У нас, увезенных, было только вчера и завтра. О сегодняшнем мы не говорили. Во всяком случае, друг с другом. Уже поняли, в основном, нутром, что это суета. Путь все идет, как идет. Видали и похуже. И это лучшее высшее образование.
Вот мы и пили, степенно. За будущее.
После третьего стакана Володя сбегал куда-то и принес старенький фотоаппарат, сделать снимки на вечную память. Орест вдруг заерзал, как шмокодявка без погон и выскочил восвояси. Сказал, что приготовится. Мы, не дождавшись, разлили было по новой, за всё хорошее, как он снова появился, неожиданный. С закатанными по локоть рукавами, в немецкой каске и с муляжом двух гранат за приспущенным небрежно ремнем. Гранаты были с длинной ручкой. А в руках у него крепко деревенел черный немецкий автомат.
— Реквизит от предшественников, — гордо пояснил Орест.
Прежде, до строителей-железнодорожников, здесь, уже в России, располагалась другая часть и там даже ставили сценки. У нас же не было ни самодеятельности, ни концертов, ни библиотеки. Ничего. Даже кино не показывали. Только работа.
В этом мире та же служба у каждого своя, хотя армия, вроде, была одна. Как казарма, столовая или построение.
Не то, что жизнь.
Орест выглядел лихо, как пьяный эсэсовец на кураже. Тем более, что шевроны на гимнастерке у него были с нарисованными нацистскими молниями. А на кулаках и выше, под татуировки, синели четкие подписи, по глазам «Смерть москалям» и «Слава Украине». Верхние три пуговицы были расстегнуты и на груди, прямо к горлу, подступал треглавый трезубец. Ореста прилично развезло и он запел какую-то бодрую песню о смелых хлопцах и ворагах.

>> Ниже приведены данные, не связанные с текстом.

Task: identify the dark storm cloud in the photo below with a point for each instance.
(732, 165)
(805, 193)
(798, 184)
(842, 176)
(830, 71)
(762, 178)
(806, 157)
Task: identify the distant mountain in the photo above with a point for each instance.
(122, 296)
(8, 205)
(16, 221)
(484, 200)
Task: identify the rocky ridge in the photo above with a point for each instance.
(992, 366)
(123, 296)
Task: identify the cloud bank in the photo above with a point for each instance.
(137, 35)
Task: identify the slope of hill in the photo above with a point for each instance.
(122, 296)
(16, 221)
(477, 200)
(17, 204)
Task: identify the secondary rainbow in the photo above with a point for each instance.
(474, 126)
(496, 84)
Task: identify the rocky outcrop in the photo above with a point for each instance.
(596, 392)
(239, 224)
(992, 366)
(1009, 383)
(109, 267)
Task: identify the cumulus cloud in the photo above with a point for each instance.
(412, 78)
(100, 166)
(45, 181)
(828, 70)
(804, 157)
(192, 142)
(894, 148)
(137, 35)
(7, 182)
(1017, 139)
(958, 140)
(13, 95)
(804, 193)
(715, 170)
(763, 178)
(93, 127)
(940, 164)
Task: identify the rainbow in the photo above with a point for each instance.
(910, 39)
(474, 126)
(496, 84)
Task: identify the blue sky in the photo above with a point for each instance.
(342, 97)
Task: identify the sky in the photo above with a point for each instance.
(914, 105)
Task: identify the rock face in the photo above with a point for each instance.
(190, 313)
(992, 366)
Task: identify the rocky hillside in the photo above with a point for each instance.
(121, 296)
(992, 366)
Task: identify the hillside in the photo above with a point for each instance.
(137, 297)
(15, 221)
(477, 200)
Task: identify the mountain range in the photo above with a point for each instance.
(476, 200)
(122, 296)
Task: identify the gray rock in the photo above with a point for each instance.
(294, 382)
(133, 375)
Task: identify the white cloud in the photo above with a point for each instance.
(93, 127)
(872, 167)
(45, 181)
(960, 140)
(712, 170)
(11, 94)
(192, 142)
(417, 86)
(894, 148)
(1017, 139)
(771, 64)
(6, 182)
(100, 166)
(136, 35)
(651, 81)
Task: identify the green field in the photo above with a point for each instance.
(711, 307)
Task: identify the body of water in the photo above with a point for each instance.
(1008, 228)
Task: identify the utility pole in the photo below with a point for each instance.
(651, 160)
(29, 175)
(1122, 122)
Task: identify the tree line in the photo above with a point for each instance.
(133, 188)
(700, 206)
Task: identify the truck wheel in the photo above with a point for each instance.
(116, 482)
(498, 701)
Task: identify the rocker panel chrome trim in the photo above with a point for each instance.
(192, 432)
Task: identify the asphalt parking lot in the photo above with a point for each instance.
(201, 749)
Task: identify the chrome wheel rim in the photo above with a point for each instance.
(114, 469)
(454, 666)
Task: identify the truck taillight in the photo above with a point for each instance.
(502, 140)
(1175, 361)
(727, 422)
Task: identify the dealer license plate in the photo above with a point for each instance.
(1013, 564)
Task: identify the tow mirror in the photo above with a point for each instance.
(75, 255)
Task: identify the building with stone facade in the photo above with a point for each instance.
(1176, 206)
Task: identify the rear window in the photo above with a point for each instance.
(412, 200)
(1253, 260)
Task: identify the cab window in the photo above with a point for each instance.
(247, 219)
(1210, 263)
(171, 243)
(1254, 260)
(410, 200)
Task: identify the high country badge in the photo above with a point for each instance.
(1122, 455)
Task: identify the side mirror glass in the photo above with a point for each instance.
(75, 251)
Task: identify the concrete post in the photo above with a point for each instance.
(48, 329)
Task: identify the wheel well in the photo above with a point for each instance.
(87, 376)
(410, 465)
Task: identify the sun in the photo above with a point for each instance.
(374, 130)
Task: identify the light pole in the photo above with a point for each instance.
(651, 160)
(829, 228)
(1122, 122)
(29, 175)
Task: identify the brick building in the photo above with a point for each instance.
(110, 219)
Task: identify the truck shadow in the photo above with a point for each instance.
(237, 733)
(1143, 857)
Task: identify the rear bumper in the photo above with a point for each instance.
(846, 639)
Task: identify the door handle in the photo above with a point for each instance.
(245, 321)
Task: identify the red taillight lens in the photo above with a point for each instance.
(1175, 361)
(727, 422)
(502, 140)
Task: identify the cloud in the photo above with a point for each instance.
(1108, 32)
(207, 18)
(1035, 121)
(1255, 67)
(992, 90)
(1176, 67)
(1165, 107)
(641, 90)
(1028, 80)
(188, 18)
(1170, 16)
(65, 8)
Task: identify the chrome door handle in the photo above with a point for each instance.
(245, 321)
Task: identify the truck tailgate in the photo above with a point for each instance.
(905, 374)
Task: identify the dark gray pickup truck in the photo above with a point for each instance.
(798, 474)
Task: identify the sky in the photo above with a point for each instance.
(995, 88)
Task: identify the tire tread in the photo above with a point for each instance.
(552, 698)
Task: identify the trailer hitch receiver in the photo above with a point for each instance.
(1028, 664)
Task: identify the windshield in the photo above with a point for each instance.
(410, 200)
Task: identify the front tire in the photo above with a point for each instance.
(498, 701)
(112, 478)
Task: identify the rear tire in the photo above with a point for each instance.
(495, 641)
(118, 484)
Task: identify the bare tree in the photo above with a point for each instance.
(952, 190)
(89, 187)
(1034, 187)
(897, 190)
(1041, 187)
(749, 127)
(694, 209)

— Но Ярослав Галан тоже был украинец, — когда он допел, сморозил я. Вечно грамотный невпопад. — За что же его, гуцульским топориком?
— Так он же коммуняка — изумился Орест — А их… Москали — все коммуняки. Жадные до чужого. Только грабить и сажать могут. То ли дело немцы, никого не трогали. Отец рассказывал, что при них спокойно жилось, пока «красные» не вернулись. Интернационалисты, без Родины. Сами боялись не то, что в лес — на улицу вечером выйти. Хвосты поджимали. Москали, они, поодиночке, трусливые. Володя, чего сидишь? Снимай, на память. Он шлепнулся на стул, распаренный. И затих.
Уже стемнело. Мы неловко допили и разошлись. Отсыпаться.
Утром, сразу после завтрака, к нам в казарму прибежал Орест. Мятый, но с четкими выпученными и бешеными от страха глазами.